El jardín de infantes dio oportunidad para que los niños actuasen y fuesen niños. También se les dio la oportunidad de expresarse mediante la pintura y el canto y aprendieron a actuar de modo no violento entre sí. El jardín de infantes también proporcionó empleo a algunas familias. Esto ha sido posible también gracias a gente y sus ofrendas. También afrontamos cuestiones de educación y la realidad que los refugiados no pueden entrar en las escuelas kurdas. Entonces nos dimos cuenta de que no solo teníamos que dar comida y cuidar las necesidades básicas. De nuevo la dignidad de la gente era muy importante. Con la ayuda de organizaciones humanitarias y de comunidades cristianas se construyó una escuela en una propiedad de nuestra Iglesia y se nos pidió que formáramos parte de ella. El primer año recibió 400 estudiantes, el segundo 600. Se ha convertido en una de las mejores escuelas del área. Nuestros estudiantes y profesores son cristianos y todos son desplazados refugiados internos. El año pasado abrimos otra escuela en otra ciudad y esto dará posibilidades a los cristianos y musulmanes para educar a una generación y donde la fe de los estudiantes pueda crecer. Los programas educativos en las escuelas y jardines transmiten nuestra fe y tradiciones y es ahí donde Dios muestra compasión y amor. Cuando un niño consigue buenas notas y puede expresarse o cuando la juventud encuentra un propósito en la vida y asisten a la universidad, dan a las familias una nueva vida y razón para vivir. Todos son estos signos de esperanza en medio de la confusión el caos y la frustración acerca del presente y el futuro.

Las demás hermanas que enseñan en la universidad del Kurdistán, el resto del día trabajan en los programas para desplazados internos. También tuvimos que cuidar y preservar nuestras tradiciones religiosas vivas, así mantenemos un sentido de conexión con el pasado hacia el futuro, incluso estando fuera de nuestras ciudades. Las tradiciones son importantes para los cristianos de Oriente Medio porque les ayudan a establecer la identidad como cristianos orientales.
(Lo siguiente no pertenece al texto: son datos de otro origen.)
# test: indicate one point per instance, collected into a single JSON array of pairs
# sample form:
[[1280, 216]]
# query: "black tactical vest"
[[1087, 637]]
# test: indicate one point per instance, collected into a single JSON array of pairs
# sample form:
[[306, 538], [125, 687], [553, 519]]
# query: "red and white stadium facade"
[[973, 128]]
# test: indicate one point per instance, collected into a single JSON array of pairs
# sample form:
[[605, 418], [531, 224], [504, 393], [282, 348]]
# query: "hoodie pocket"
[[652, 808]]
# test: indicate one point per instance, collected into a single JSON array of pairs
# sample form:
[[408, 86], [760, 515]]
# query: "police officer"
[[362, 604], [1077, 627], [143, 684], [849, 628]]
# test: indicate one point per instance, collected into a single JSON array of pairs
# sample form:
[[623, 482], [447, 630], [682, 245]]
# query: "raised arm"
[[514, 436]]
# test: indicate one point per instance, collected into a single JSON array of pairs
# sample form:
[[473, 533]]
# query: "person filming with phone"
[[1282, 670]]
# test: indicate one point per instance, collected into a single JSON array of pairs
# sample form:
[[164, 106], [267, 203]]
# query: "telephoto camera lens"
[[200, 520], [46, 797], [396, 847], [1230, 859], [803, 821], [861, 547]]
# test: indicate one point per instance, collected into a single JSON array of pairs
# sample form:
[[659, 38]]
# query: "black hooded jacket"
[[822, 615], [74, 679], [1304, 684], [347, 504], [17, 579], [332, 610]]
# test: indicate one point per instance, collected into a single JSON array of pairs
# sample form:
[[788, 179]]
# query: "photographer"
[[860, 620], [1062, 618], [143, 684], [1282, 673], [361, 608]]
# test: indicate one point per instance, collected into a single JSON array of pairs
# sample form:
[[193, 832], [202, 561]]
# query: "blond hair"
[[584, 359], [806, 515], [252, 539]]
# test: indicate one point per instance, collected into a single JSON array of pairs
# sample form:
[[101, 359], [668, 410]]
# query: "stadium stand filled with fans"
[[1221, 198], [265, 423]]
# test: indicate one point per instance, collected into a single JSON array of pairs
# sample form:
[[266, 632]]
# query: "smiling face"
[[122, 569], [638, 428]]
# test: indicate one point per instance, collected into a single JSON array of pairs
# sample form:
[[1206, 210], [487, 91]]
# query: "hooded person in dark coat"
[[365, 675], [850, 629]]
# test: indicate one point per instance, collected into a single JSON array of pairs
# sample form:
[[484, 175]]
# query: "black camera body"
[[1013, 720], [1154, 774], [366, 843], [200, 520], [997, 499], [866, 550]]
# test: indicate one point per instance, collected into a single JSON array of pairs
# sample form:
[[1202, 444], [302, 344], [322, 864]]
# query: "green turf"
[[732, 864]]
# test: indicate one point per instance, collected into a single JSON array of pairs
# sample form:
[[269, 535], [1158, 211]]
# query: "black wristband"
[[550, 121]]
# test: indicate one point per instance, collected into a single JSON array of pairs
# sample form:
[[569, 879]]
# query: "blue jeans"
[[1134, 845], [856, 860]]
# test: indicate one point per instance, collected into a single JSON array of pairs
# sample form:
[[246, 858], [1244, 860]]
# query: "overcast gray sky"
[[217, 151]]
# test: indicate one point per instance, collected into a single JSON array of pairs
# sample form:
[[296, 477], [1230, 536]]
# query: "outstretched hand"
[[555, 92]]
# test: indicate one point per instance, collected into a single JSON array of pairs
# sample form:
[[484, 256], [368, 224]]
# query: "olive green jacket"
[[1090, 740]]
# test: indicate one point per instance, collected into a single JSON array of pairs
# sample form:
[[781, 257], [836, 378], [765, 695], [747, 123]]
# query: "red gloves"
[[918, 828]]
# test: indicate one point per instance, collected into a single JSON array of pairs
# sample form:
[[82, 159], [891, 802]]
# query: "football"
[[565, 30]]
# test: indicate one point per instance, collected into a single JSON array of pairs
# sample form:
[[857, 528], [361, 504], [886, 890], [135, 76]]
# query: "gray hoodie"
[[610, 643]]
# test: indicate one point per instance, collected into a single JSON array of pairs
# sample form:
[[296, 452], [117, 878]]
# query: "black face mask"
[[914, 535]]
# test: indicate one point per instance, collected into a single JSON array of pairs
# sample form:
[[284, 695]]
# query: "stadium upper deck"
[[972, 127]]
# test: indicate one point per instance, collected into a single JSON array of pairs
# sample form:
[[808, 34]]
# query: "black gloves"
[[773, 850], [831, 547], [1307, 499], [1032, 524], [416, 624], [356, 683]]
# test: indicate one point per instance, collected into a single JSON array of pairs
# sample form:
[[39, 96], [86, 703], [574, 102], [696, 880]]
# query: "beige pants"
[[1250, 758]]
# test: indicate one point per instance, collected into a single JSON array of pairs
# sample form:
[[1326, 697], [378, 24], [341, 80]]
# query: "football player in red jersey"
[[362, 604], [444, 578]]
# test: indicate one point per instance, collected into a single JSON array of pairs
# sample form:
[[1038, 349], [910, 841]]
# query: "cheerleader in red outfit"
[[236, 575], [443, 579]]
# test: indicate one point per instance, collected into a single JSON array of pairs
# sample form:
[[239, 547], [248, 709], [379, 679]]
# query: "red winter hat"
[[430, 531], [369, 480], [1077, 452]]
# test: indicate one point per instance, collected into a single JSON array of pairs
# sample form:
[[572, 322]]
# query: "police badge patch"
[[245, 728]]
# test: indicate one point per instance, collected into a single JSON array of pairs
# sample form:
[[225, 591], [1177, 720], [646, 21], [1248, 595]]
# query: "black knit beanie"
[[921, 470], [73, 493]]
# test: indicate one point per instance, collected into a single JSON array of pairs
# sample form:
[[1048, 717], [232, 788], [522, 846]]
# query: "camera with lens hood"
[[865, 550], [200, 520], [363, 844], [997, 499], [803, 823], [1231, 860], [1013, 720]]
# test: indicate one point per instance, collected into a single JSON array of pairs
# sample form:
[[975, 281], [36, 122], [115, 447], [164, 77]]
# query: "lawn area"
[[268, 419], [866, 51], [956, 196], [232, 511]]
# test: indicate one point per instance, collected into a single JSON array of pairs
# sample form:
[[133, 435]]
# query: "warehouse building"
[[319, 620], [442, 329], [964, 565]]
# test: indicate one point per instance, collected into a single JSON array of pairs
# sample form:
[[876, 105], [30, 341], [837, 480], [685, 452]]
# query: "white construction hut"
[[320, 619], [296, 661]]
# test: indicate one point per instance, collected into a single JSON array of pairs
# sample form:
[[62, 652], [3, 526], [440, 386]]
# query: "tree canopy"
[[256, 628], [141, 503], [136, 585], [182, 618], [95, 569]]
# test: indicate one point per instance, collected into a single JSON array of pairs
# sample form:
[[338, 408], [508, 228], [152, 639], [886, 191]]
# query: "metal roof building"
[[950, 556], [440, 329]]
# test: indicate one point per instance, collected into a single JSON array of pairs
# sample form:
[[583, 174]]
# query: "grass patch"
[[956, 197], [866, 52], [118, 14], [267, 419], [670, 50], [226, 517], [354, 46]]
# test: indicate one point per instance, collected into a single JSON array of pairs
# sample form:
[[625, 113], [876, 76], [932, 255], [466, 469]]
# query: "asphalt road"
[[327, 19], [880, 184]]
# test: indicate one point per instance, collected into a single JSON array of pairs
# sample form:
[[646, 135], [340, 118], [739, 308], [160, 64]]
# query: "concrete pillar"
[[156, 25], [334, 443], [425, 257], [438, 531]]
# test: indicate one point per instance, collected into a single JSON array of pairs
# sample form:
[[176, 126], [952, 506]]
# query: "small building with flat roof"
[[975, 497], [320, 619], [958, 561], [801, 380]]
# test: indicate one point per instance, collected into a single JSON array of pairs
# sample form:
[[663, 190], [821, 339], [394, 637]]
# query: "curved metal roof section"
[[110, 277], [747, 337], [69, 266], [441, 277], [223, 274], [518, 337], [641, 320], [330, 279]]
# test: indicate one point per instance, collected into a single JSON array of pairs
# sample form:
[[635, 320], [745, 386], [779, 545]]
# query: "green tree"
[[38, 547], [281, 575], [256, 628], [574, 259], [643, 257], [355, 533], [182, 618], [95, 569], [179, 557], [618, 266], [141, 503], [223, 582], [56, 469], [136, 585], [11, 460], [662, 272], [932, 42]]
Incluso en la tierra del exilio los cristianos expresan sus tradiciones de manera diferente poniendo cruces en las fiestas del triunfo de la Santa Cruz en setiembre, iluminando con un fuego la nochebuena o haciendo 3 días de ayuno en febrero para el arrepentimiento y el perdón, y muchas otras tradiciones. Dios se mueve con nosotros en cada paso y estación. Afrontamos también la cuestión de la fe. Aún la gente lucha con la cuestión de quién es Dios y por qué permite tanto dolor. Les escuchamos. La cuestión de la fe fue la más importante a la que tuvimos que responder. Cada individuo tiene que responder a ella. Para la mayoría de nosotros la fe es heredada. No trabajamos duro por ella, porque nuestros padres y ancestros eran cristianos así que creemos en lo que ellos creían. Nuestras tradiciones y prácticas nos ayudan a conectar nuestra fe. Ahora cuando la gente pierde su fe es importante que la entienda, que encuentre respuestas, proporcionarles para las necesidades básicas y que sacerdotes puedan celebrar la misa dominical de modo que los ritos sean preservados, sirios o caldeos. Nuestros sacerdotes no tienen para celebrar misa. Uno de ellos usó un escapulario de una hermana como vestimenta del altar.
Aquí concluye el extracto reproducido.